Ex parte KAMBOJ et al.; Ex parte FOLDES et al. - Page 15


                  Appeal No.  1997-3221                                                                                         
                  Application No.  08/249,241                                                                                   
                          In addition, both patents cite on their face, as considered, prior art relied                         
                  upon in the present application to support the rejection under 35 U.S.C. § 10333.                             
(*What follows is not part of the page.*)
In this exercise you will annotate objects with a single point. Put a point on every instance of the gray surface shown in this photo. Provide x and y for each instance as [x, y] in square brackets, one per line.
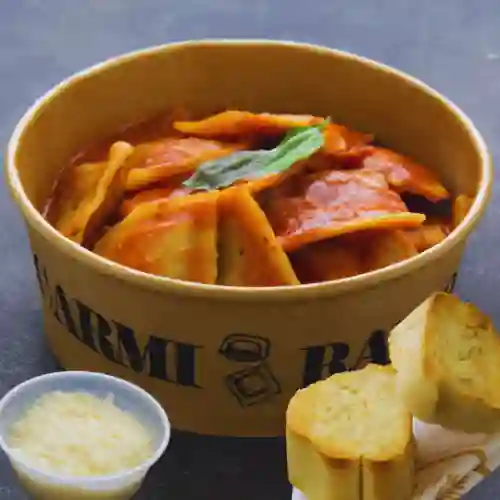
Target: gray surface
[452, 44]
                          While the examiner may issue a rejection if appropriate under these                                   
                  circumstances, a rejection using the rationale set forth above would appear to                                
                  require the signature of the Group Director.  Compare Manual of Patent Examining                              
                  Procedure (MPEP) ' 2307.02 (7th ed., July 1998).  We note the Group Director did                              

                  not sign the examiner’s action.                                                                               
                          Generally, appeals on these facts are remanded to provide the examiner an                             
                  opportunity to consider the issued patent and determine its effect, if any, on the                            
                  issues raised under 35 U.S.C. § 103.  However, after considering the facts in this                            
                  case we believe the better course of action is to move forward with a decision on                             
                  the merits of this appeal.                                                                                    
                          The initial burden of establishing reasons for unpatentability rests on the                           
                  examiner.  In re Oetiker, 977 F.2d 1443, 1446, 24 USPQ2d 1443, 1445 (Fed. Cir.                                
                  1992).  Furthermore, we note the direction provided by In re Vaeck,           947 F.2d                        
                  488, 493, 20 USPQ2d 1438, 1442 (Fed. Cir. 1991):                                                              
                                 Where the subject matter has been rejected as obvious in view                                  
                          of a combination of prior art references, a proper analysis under §                                   
                          103 requires, inter alia, consideration of two factors (1) whether the                                
                          prior art would have suggested to those of ordinary skill in the art that                             
                          they should make the claimed composition or device, or carry out the                                  
                          claimed process; and (2) whether the prior art would also have                                        
                          revealed that in so making or carrying out, those of ordinary skill would                             
                          have a reasonable expectation of success. . . . Both the suggestion                                   

                                                                                                                                
                  33 The ‘023 patent cites Heinemann, Sommer, Puckett and Bettler as considered.                                
                  The ‘855 patent cites Heinemann, Puckett and Bettler as considered.